Kilisenin kesin ve kararlı tepkisi mantıklıdır. O ümitsiz bir şekilde davasını savunmaya çalışmaktadır. Seçim kampanyası ile ilgili haberler 1913 yılının Ekim ayı başlarında basına yansır. Bu tarihte artık Bulgaristan İkinci Balkan Savaşı’nı kaybetmiş, 29 Eylül 1913 tarihli İstanbul Antlaşmasıyla da tebaasına karşı din hürriyetini iade yükümlülüğü altına girmiştir. 
Kilise misyonlarının raporlarına göre, Pomaklar arasında eski hayat tarzına dönüş hareketi Ağustos ayı sonlarında başlamış ve bu sürecin durdurulması da mümkün gözükmüyor[36]. Din adamlarının ikna, tehdit ve çağrı şeklindeki canhıraş hareketleri başarısızlıkla sonuçlanır. Devlet olaylara seyirci kalmaktan vazgeçer ve zorla hristiyanlaştırmayı yasaklar, Pomak ve Bulgar halkının tırmanan negatif duyguları karşılıklı kavga ve sürtüşmelere sebep olur[37]. Yönetimin desteğini kaybeden kilise mensupları suçun tamamını yeni hristiyanların özgür vicdanına “tecavüz”[38] etmek suretiyle milli bir ihanet içinde olduğunu iddia ettikleri Radoslavov hükümetinde bulurlar.
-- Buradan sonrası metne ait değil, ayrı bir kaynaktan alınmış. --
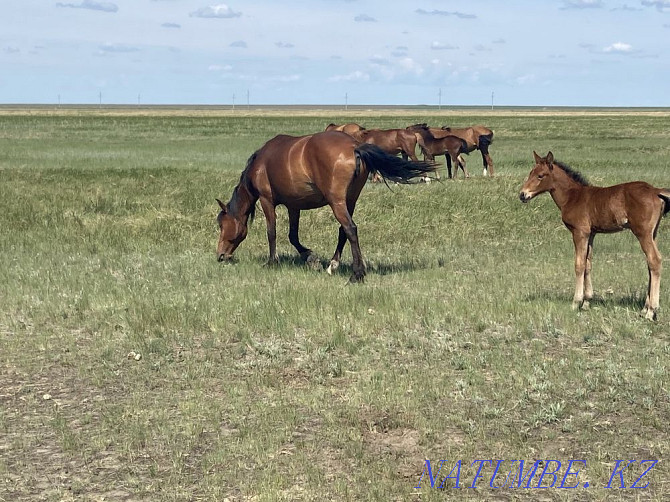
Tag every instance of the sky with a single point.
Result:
(376, 52)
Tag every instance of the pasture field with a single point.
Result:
(285, 383)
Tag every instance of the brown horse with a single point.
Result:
(477, 138)
(450, 146)
(348, 128)
(587, 210)
(306, 172)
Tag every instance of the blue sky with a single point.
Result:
(553, 52)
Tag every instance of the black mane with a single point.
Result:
(245, 182)
(575, 175)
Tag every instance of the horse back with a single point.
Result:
(301, 171)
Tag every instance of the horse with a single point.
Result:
(450, 146)
(348, 128)
(392, 141)
(477, 138)
(588, 210)
(306, 172)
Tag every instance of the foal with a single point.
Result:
(587, 210)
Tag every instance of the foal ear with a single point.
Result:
(550, 159)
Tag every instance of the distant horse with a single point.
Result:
(347, 128)
(587, 210)
(307, 172)
(450, 146)
(478, 138)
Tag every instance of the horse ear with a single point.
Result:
(550, 159)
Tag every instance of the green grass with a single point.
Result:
(285, 383)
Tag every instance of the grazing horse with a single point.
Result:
(348, 128)
(587, 210)
(306, 172)
(450, 146)
(392, 141)
(478, 138)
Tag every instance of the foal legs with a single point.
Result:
(294, 224)
(343, 214)
(588, 287)
(581, 241)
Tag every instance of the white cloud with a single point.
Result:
(364, 18)
(220, 11)
(356, 76)
(619, 48)
(91, 5)
(439, 46)
(582, 4)
(660, 5)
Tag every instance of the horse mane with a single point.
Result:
(575, 175)
(245, 183)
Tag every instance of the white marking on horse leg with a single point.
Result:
(334, 264)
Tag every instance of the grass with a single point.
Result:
(285, 383)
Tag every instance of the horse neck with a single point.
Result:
(564, 188)
(243, 202)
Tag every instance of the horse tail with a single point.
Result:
(484, 141)
(665, 197)
(390, 167)
(421, 143)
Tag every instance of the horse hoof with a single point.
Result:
(650, 315)
(334, 265)
(313, 262)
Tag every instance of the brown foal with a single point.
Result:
(587, 210)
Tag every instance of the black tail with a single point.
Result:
(390, 167)
(665, 196)
(484, 142)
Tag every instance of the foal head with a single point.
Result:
(540, 179)
(233, 232)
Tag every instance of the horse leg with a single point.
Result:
(271, 220)
(448, 158)
(654, 265)
(581, 242)
(341, 241)
(335, 260)
(294, 224)
(461, 162)
(588, 287)
(343, 216)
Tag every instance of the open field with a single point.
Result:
(285, 383)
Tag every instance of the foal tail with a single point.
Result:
(390, 167)
(664, 194)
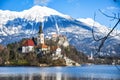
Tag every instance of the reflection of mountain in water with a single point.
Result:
(93, 72)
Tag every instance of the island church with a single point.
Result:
(29, 45)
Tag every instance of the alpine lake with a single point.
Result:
(85, 72)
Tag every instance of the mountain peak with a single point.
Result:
(44, 11)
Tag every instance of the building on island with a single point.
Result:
(28, 46)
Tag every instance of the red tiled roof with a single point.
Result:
(44, 46)
(28, 42)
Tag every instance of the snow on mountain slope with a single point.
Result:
(17, 25)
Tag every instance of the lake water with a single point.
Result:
(93, 72)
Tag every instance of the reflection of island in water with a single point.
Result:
(57, 76)
(93, 72)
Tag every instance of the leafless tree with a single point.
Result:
(103, 39)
Bu arada hükümetin ödün vermeyen duruşu “Hukuk-u Milliye” gazetesine şu şekilde yansır: “Bugüne dek hiçbir Bulgar hükümeti Pomakların din ve vatandaşlık özgürlüklerine dokunmamıştır.”[39] Enteresan olan, gözle görülür görüş ayrılığı değil, Radoslavov’un zaten her türlü günahı işlemekle suçladığı kendisinden önceki hükümetlere neden bu suçu da izafe ederek bu fırsattan yararlanmadığıdır. Olan hadiseler için sorumlu oldukları halde… Din özgürlüklerinin kesin olarak iade edildiğine dair resmi açıklama yumuşatılmış bir şekilde sunulmuştur: “… kurtuluş savaşındaki o hengamede dedelerinin dinine geçenlere (hristiyanlık kastediliyor – mütercimin notu) din özgürlükleri verilmiştir[40]. Din değiştirme ile ilgili bu hengâmenin ne menem bir hengâme olduğu açıklanmamış; bunun sorumlusunun kim olduğu sorusuna da cevap verilmemiştir?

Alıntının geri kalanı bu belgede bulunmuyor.